If I want to use a Rotex to smooth out a really rough work piece, I start with P40 or P60 in gear-driven mode and when done smoothing, switch to random orbital with the same abrasive stuck to the pad.

Then I walk up through the grits to 100/120, at which time, I only use random orbital mode through about 400/500.

It may only be psychological, but I feel like I'm taking out, or at least, randomizing the intentionally rough scratches I made with the rougher grits when I switch to random orbital mode with the same paper.

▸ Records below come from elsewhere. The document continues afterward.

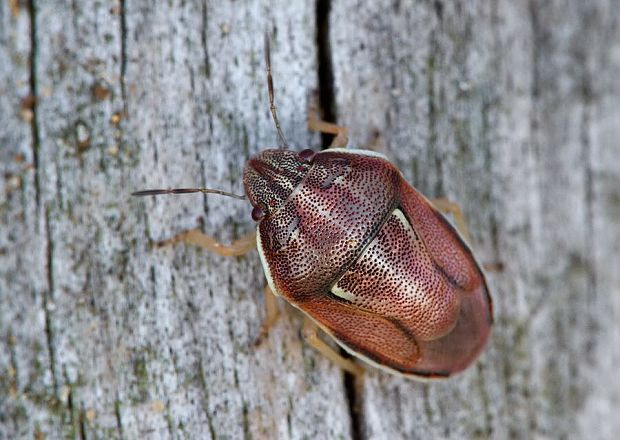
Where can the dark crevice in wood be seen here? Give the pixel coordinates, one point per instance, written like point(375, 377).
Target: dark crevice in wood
point(587, 98)
point(117, 416)
point(329, 113)
point(354, 401)
point(327, 98)
point(47, 296)
point(82, 424)
point(34, 126)
point(203, 40)
point(123, 24)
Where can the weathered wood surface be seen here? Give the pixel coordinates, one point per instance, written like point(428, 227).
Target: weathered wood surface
point(510, 108)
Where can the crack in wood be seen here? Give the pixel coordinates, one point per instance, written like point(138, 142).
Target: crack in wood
point(36, 138)
point(329, 113)
point(47, 297)
point(123, 32)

When I'm using a Rotex machine in the aggressive, gear-driven orbital mode, I typically have two hands on the machine and am guiding how it cuts with my hands/arms. When I switch to random orbital mode, even with rough grits, I hold the machine by the tail with one hand and let it float across the work piece. I'm fairly certain that the random orbital follow-up of the gear-driven exercise is smoothing more than just randomizing the scratches. The reason I think this is true is that I'm not "controlling the sander", I'm letting it float and find a nice surface.

I have done this a bunch with rough milled stock and crap like old fence pickets and it works quite quickly.

The classic demo' of a Rotex is to basically do what I describe above and then switch to polishing mode using the gear-driven orbital mode slowed down somewhat so it doesn't fling the polishing medium.